The Distinction Between
The difference between being fired and being laid off is a forty eight hour grace period after the fact. Being laid off is a collective experience while being fired is singular. After two days the distinction blurs: either way the job is gone. The Philly Inquirer just laid off a substantial percentage of its staff. In 10 years there will be no distinction between news and entertainment a line already blurred by television’s fashionista sensibility.

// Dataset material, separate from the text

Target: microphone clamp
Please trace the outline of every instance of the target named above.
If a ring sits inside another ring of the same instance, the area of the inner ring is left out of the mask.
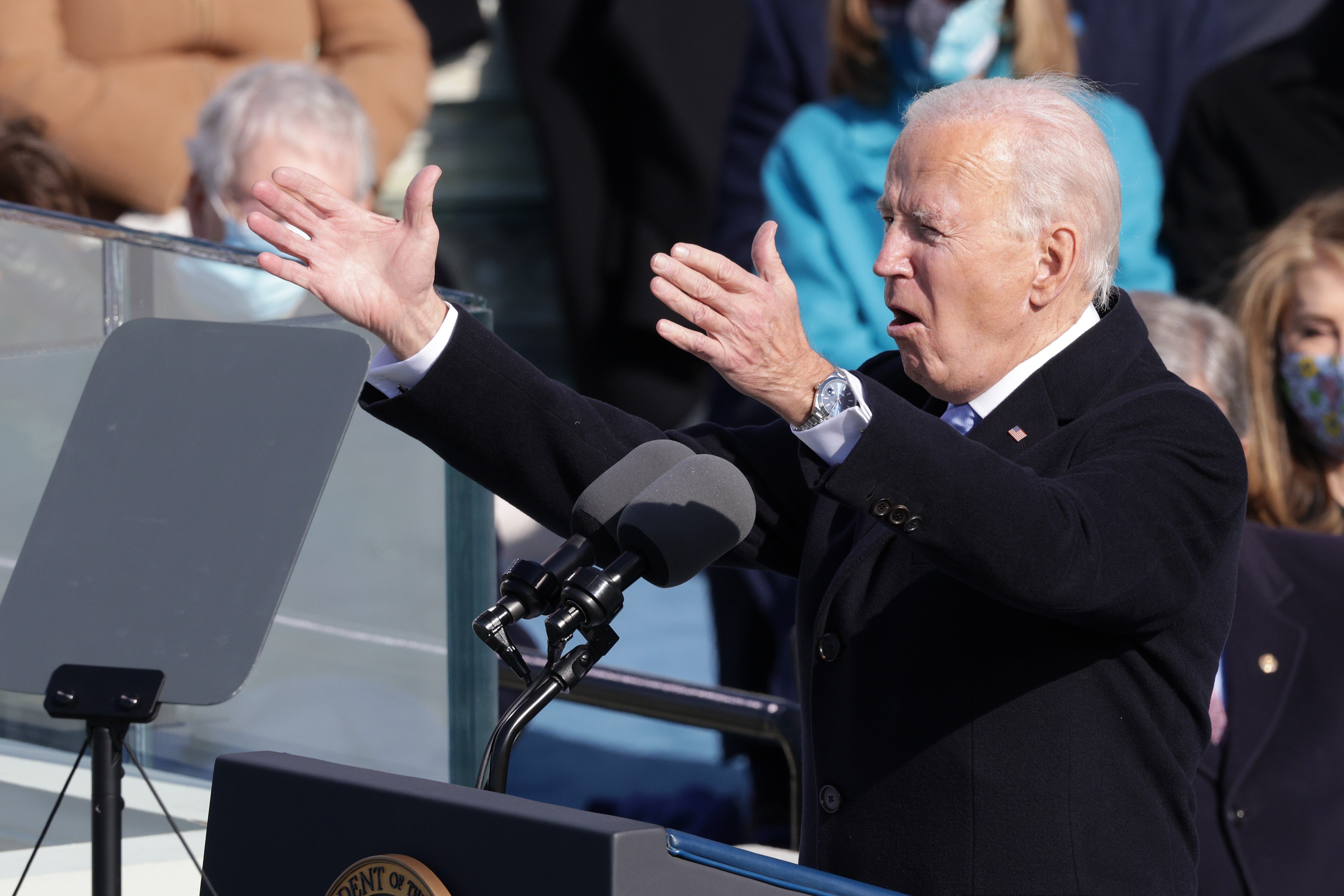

Janet Maslin wrote a review of THE BLADE ITSELF in the NYT ( go, Marcus Sakey.) I cringed a little before reading because I’m reading the book, because crime fiction in the Times is there to be mugged like a tourist in Midtown. Well, she did a good job with a book that doesn’t lend itself to easy review. Maslin dissects the story structure and the inherent problem of suspense at the cost of believability. Then she wonders about the author’s voice.

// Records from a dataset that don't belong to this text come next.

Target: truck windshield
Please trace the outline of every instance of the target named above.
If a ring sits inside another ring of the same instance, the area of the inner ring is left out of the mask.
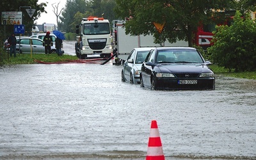
[[[84,35],[106,35],[110,33],[108,23],[86,23],[84,24]]]

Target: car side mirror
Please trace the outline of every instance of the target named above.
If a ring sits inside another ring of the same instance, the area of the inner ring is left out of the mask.
[[[211,65],[212,64],[212,63],[211,63],[211,61],[205,61],[205,65]]]
[[[129,59],[127,60],[128,63],[133,63],[133,60],[132,59]]]
[[[77,35],[79,34],[79,25],[76,26],[76,33]]]
[[[152,61],[148,61],[146,63],[146,65],[154,66],[155,65]]]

THE BLADE ITSELF is a commercial novel. The only distinction between commercial and literary fiction is emphasis; Marcus Sakey emphasizes suspense. If he hadn’t this book would still be a manuscript. Maslin makes a point about the author’s voice, a bit of Lehane ( Mystic River), a dash of Pelecanos ( I didn’t see that) and of course a dollop of Elmore Leonard with James Ellmore for good measure. This is where her review becomes a shopping list cadged from web site references and the author’s homage to the greats. If a crime novel has dialogue someone will mention Elmore Leonard. This has all the class of a lay-off notice.
THE BLADE ITSELF is a reference to Homer’s observation that “the blade itself incites to violence.” Since no one in the novel hotboxes their smokes I see no Pelecanos derivation, but there are neo-classical references to Aristotle’s POETICS. That’s outrageous.